Lorraine alzó las cejas.
—¡Te lo ha contado! Dios mío, realmente confía en ti.
Oyeron detenerse un coche delante de la casa. Lorraine se levantó y fue hasta la esquina del edificio para mirar hacia la calle.
—Steve ha venido en taxi —informó en tono cargado de perplejidad.
Jeannie se puso en pie.
—¿Qué aspecto tiene?
Antes de que Lorraine pudiese responder, Steve ya estaba en el patio.
—¿Dónde está tu padre? —le preguntó Jeannie.
—Han arrestado a papá.
—¡Oh, Dios! —exclamó Jeannie—. ¿Por qué?
—No lo sé seguro. Creo que los individuos de la Genético averiguaron, o supusieron, nuestras intenciones, y tocaron algunas teclas. Enviaron a dos números de la policía militar para detenerle. Pero yo conseguí escapar.
—Steve, hay algo que te callas —dijo Lorraine, recelosa.
—Un guardia hizo dos disparos.
Lorraine emitió un leve grito.
—Creo que apuntó por encima de mi cabeza. De todas formas, estoy bien.
Jeannie tenía la boca seca. Le horrorizaba la idea de las dos balas silbando por encima de la cabeza de Steve. ¡Podía haber muerto!
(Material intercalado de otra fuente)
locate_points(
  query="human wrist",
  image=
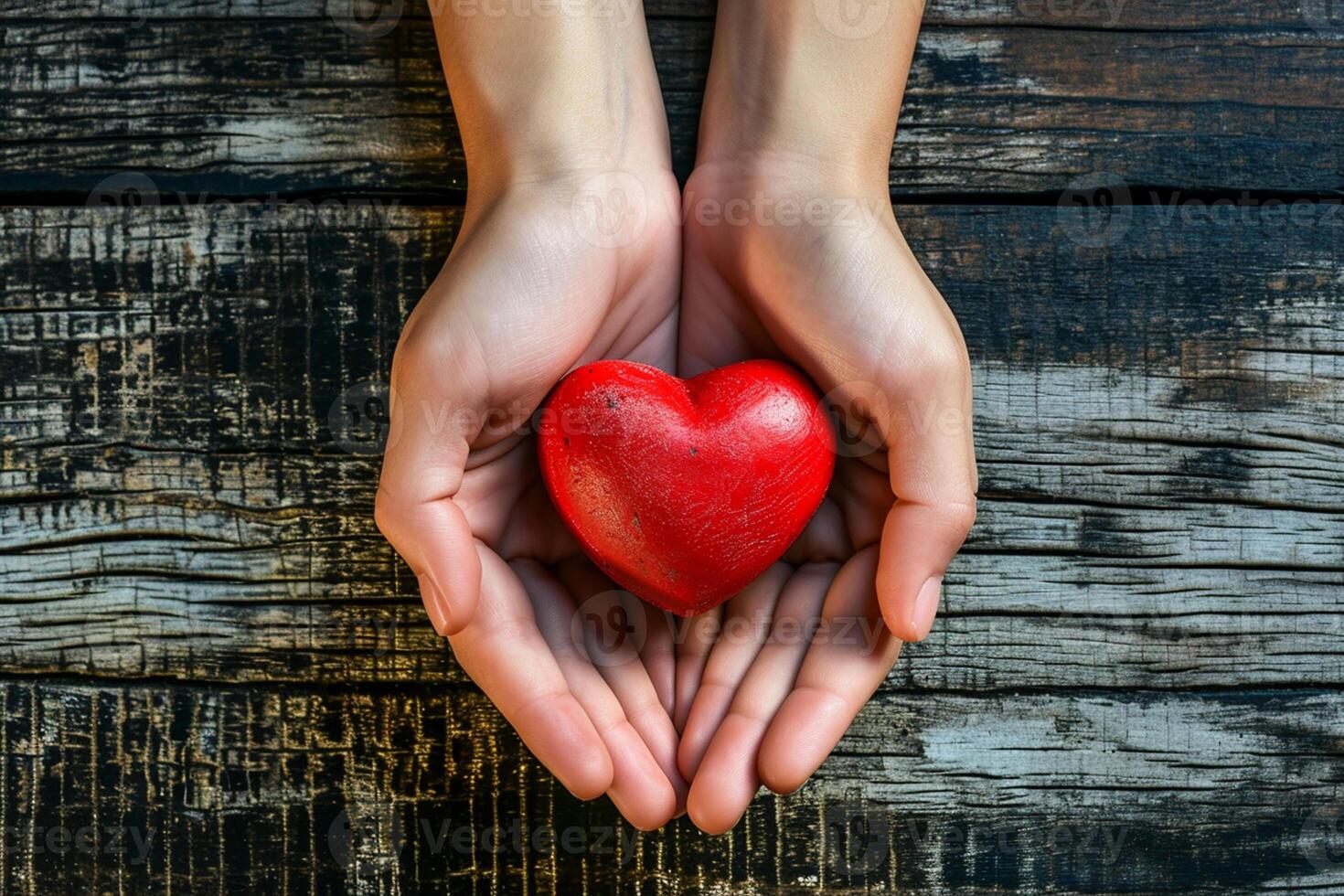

—No obstante, el barrido funcionó. —Steve extrajo el disquete de su bolsillo de atrás—. Aquí está la lista. Y espera a ver y oír lo que hay.
Jeannie tragó saliva.
—¿Qué?
—No hay cuatro clones.
—¿Cómo es eso?
—Son ocho.
Jeannie se quedó boquiabierta.
—¿Sois ocho?
—Hemos encontrado ocho electrocardiogramas idénticos.
La Genético había dividido el embrión siete veces e implantó en ocho mujeres, sin informarlas de ello, hijos de desconocidos. Era una prepotencia increíble.
Pero se habían confirmado las sospechas de Jeannie. Aquello era lo que Berrington trataba de ocultar tan desesperadamente. Cuando se hiciese pública aquella noticia, la deshonra caería sobre la Genético y se reivindicaría a Jeannie. Y Steve quedaría libre de toda acusación.
—¡Lo conseguiste! —exclamó. Le echó los brazos al cuello. Y entonces se le ocurrió una pega—. Pero ¿cuál de los ocho cometió la violación?
—Tendremos que descubrirlo —dijo Steve—. Y no va a ser fácil. La dirección que tenemos de cada uno de ellos es la del lugar donde vivían sus padres en la fecha en que los chicos nacieron. Casi con toda seguridad habrán cambiado.
—Podemos rastrearlas. Esa es la especialidad de Lisa. —Jeannie se puso en pie—. Será mejor que vuelva a Baltimore. Esto va a llevar casi toda la noche.
—Iré contigo.
—¿Y tu padre? Tienes que arrancarlo de las manos de la policía militar.
—Haces falta aquí, Steve —corroboró Lorraine—. Ahora mismo llamo a nuestro abogado, tengo su número particular, pero tú tendrás que contarle lo sucedido.
—Está bien —se avino Steve de mala gana.
—Tengo que llamar a Lisa antes de salir, para que esté a punto —dijo Jeannie. El teléfono descansaba encima de la mesa del patio—. ¿Puedo?